Plans to better link city’s major assets merit assent


When one considers the most-valuable assets in and around downtown Youngstown, four quickly come to mind:

The medical and health assets of the expansive campus of St. Elizabeth Youngstown Hospital.

The higher educational assets of Youngstown State University and Eastern Gateway Community College’s Valley Center.

The technological assets of the sprawling campus of the Youngstown Business Incubator and America Makes.

The recreational and entertainment assets of the growing entertainment, restaurant and nightclub scene in the heart of downtown and the region’s mammoth natural gem in Mill Creek MetroParks on the immediate outskirts of the central city.

Individually, each has played a successful role in the ongoing renewal and reinvention of the extended downtown area of the city as the hub of the Mahoning Valley.

Collectively, they bring greater pride, power and prestige to our region’s collective identity. Unfortunately, however, too often, too many fail to view the interconnectedness of these assets, viewing them rather as separate and disparate fiefdoms that coexist with one another amid physical and psychological barriers within a 2-mile radius.

That’s why it’s heartening to see a collective effort to link these resources more cohesively has taken root by a consortium of major stakeholders from each of those close and interrelated sectors of the city.

Those stakeholders include the city government of Youngstown, YSU, EGCC, the Catholic Diocese of Youngstown and the Western Reserve Transit Authority, among others. They have banded together to write and submit an application for a $15 million award from a successful urban renewal program of the U.S. Department of Transportation program called TIGER, the Transportation Infrastructure Generating Economic Recovery Grant.

If the grant is approved this fall, the partners will work to make numerous infrastructure improvements between and among the four major downtown-area institutions, including general cleanup, lane closures to traffic, construction of hiking/biking trails and enhancements to mass-transit services.

“The targeted area is the corridor from Mercy Health to Wick Park and down Fifth Avenue to the Spring Common Bridge,” said Michael Hripko, YSU’s associate vice president for research. “We’re calling it Meds to Eds to Tech to Rec.”

POTENTIAL BENEFITS

“Meds to Eds to Tech to Rec” could pave the way for a variety of benefits. For one, the partners working with cooperative developers could clear lasting vestiges of blight that blotch intermittent segments of the corridor to better continue the growth spurt of residential, business, commercial and other development ongoing in the target area.

Second, the many planned infrastructure improvements would provide tempting opportunities and greater incentives for higher levels of pedestrian traffic and increased use of light mass transit throughout the TIGER zone.

Most importantly, building stronger natural linkages among the downtown vicinity’s most-successful institutions would narrow the psychological distance among them and invite additional development, hustle and bustle.

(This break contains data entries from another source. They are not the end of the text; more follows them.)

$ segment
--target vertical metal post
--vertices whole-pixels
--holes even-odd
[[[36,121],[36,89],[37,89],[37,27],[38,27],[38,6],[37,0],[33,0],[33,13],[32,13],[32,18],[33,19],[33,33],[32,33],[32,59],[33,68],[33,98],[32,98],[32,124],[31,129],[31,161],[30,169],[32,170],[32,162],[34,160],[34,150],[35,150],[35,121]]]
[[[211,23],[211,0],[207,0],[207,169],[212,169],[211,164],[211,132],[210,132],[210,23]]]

One need look only 35 miles to the west of Youngstown to see the potential of the TIGER grant program. In the program’s first year in 2009, the city of Kent, partnering with nearby Kent State University, received a $20 million TIGER grant to connect the town center and the university. Today, blight between the two has been cleared, bike and walking paths have been developed and the Kent Central Gateway bus and parking hub has been constructed. As those elements of the TIGER project progressed, about $120 million in private investment followed it, including a new hotel/conference center, office space, retail, restaurants and other development.

If Youngstown’s TIGER project could reap only half the success as Kent’s, it would be well worth the efforts its many partners have invested in its planning. As a path to future advances in the quality of life in Youngstown, we endorse the grant application and urge the U.S. DOT to do likewise.